In the present case, numerous environmental objections were raised concerning threats to the water supply and watershed due to erosion, silvicultural method, logging method, additional debris and slash, possible rupture of water conduits and the removal of shade trees over holding tanks. Objections were raised with regard to the additional fire hazards created by the proposed logging operation. Numerous other specific and detailed environmental objections were raised. Under section 1059 of the forestry guidelines (Cal.Admin.Code, tit. 14, § 1059; see also § 1037.7), the order of respondent Board of Forestry approving the timber harvesting plan in question was required to include “written response to significant environmental points raised during the evaluation process.” The board's order here does not state reasons why the specific comments and objections received from the interested agencies and private groups were not accepted. There is no reasoned response to the significant environmental issues raised. The order addresses two of the most significant environmental issues raised threats to the water system and the fire hazard by simply stating that “[t]he plan as finally amended should adequately mitigate any adverse effects upon (the water system)” and that “the Board finds that the plan conforms with the fire protection requirements of the Act and rules . . ..” These responses are totally conclusory; they do not adequately respond to the significant environmental points raised during the evaluation process.
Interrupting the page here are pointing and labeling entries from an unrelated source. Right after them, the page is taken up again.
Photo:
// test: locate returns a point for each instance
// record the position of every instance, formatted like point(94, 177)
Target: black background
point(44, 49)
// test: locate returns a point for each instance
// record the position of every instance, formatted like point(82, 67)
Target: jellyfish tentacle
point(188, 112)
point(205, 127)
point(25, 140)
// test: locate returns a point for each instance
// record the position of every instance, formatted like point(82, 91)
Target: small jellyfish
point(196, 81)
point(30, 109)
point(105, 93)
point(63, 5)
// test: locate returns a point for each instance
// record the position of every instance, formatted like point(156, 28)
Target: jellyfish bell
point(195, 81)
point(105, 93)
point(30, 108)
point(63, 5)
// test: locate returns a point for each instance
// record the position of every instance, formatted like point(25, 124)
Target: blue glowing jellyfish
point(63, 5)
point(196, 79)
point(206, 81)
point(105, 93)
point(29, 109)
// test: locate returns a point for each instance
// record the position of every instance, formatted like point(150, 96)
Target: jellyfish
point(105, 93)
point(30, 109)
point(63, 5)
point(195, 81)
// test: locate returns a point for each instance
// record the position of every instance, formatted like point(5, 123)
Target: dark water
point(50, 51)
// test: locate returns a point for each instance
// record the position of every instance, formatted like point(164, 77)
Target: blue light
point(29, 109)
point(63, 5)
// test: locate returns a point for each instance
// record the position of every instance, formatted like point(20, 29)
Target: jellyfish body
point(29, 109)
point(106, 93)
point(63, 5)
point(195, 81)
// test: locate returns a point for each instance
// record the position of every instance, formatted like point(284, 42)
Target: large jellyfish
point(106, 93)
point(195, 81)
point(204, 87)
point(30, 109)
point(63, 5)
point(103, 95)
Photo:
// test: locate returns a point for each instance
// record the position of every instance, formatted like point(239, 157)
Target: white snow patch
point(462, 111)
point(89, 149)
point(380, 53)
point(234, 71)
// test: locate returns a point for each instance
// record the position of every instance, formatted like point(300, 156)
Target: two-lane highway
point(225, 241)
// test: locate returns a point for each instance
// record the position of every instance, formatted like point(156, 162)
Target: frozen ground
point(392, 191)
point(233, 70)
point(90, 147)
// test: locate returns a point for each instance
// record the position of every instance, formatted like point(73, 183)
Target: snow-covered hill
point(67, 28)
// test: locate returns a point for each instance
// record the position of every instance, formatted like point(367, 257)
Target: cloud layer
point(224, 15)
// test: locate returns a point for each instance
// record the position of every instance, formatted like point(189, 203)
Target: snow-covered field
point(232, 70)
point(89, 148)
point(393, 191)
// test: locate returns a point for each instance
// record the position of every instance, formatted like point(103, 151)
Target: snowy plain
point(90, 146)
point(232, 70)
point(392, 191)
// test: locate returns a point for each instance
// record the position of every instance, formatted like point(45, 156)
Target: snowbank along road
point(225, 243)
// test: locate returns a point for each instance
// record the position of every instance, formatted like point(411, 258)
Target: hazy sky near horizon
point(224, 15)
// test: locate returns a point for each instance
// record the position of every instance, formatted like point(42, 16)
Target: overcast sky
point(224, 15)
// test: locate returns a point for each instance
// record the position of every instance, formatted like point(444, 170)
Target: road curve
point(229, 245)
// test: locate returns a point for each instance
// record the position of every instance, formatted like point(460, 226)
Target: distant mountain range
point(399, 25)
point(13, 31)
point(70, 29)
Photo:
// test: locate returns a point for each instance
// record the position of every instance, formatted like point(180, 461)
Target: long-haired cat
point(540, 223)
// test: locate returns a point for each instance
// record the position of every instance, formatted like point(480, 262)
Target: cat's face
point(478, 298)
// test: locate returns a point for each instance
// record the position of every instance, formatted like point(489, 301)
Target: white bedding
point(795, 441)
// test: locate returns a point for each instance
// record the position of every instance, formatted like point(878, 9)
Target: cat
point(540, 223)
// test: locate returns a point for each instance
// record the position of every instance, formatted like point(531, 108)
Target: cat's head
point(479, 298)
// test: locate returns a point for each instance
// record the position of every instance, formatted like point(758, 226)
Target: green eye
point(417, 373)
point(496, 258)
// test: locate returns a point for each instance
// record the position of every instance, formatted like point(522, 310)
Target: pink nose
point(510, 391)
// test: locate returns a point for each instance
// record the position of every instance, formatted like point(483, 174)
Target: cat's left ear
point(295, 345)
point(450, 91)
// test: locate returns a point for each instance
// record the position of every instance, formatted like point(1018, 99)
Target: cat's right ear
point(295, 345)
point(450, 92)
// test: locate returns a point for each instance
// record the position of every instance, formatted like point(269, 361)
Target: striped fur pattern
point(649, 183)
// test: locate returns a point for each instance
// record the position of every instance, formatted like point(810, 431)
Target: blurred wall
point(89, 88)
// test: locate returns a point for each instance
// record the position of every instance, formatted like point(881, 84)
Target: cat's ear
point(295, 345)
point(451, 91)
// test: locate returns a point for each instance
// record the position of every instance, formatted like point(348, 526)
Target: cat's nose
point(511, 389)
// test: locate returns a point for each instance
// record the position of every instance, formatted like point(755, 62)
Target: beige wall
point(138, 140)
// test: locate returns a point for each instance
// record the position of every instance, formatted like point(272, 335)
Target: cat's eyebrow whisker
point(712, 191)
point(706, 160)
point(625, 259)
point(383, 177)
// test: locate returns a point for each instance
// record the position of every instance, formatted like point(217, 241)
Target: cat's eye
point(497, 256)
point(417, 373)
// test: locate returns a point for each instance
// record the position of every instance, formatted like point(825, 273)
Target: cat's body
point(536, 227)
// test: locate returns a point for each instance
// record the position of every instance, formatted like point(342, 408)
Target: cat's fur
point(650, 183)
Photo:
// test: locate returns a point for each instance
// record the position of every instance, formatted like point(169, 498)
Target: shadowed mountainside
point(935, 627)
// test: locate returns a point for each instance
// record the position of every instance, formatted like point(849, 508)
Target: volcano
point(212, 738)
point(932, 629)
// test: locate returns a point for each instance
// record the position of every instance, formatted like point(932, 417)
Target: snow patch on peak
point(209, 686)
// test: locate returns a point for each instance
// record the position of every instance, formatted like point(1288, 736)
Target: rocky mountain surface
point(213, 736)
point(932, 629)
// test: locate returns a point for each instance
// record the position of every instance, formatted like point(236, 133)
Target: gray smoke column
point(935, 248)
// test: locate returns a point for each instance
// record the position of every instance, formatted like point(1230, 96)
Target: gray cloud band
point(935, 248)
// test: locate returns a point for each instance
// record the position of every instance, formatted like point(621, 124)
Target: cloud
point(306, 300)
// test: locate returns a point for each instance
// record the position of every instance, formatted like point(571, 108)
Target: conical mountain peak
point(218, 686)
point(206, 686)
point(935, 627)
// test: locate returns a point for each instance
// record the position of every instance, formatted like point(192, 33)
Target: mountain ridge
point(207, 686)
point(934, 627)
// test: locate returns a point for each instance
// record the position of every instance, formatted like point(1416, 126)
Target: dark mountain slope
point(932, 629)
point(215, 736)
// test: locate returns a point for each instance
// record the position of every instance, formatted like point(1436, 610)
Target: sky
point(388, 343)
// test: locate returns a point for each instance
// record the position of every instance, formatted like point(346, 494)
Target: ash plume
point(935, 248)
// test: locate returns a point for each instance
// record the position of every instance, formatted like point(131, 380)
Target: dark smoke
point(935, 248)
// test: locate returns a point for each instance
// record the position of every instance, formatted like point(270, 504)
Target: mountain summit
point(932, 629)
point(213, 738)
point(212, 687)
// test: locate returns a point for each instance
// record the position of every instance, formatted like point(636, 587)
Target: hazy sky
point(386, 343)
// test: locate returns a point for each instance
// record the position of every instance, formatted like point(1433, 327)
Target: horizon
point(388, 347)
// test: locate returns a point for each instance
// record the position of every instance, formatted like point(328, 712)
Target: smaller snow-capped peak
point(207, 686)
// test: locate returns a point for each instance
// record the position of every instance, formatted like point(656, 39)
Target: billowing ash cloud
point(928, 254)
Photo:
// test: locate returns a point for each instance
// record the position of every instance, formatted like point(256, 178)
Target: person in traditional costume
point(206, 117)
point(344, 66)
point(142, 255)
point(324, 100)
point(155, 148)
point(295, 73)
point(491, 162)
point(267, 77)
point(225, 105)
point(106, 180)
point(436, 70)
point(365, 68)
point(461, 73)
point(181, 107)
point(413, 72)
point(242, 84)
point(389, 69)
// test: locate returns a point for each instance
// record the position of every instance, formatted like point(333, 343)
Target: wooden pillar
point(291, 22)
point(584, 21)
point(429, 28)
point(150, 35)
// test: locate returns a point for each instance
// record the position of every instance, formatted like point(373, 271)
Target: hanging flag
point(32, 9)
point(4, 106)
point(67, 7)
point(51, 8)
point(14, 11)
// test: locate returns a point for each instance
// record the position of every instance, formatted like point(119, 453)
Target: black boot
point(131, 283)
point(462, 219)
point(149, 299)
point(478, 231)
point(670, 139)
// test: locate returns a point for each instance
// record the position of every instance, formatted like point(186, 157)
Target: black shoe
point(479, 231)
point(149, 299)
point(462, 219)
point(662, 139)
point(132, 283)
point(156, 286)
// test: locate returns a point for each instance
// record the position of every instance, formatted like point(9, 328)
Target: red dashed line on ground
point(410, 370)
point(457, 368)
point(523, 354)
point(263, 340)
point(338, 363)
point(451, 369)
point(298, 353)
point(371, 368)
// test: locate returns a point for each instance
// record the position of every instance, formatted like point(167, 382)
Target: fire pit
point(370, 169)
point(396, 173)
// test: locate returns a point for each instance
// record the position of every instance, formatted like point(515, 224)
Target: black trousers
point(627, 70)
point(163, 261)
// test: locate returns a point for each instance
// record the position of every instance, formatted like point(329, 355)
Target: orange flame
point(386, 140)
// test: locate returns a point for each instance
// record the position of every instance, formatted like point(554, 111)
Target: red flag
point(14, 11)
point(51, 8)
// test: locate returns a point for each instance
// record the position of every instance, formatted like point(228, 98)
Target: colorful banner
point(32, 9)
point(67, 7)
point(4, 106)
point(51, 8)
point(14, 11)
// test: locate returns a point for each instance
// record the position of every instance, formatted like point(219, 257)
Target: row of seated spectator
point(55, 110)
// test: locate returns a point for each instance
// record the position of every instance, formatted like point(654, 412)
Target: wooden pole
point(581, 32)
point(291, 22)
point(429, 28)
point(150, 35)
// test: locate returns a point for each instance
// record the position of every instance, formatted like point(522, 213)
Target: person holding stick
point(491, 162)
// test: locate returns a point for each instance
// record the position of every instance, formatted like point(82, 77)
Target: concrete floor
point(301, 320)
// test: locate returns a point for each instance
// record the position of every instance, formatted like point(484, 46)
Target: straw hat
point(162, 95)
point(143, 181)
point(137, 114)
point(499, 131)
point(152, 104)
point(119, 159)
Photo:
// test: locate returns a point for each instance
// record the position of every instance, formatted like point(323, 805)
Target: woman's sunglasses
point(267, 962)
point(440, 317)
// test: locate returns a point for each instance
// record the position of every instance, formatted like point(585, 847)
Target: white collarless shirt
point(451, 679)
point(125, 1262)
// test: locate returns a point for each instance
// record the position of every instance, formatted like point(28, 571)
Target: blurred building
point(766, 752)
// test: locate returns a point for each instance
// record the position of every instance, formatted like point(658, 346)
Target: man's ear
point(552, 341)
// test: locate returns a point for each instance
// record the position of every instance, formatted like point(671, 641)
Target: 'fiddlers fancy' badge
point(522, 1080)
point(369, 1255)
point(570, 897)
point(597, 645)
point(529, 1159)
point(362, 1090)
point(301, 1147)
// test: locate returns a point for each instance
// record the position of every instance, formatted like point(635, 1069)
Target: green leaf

Appellants contend that respondent board failed to require the use of feasible alternatives and mitigation measures that would substantially lessen the adverse impact which the timber harvesting operation may have on the environment. But appellants have not pointed to any substantial evidence that any such measures that were feasible were rejected.
Other contentions advanced by appellants are insubstantial and do not require discussion.
The judgment is reversed with directions to issue a writ of mandamus requiring respondent Board of Forestry to vacate its order and take further proceedings consistent with the views expressed herein.
CHRISTIAN, Associate Justice.
CALDECOTT, P. J., and RATTIGAN, J., concur.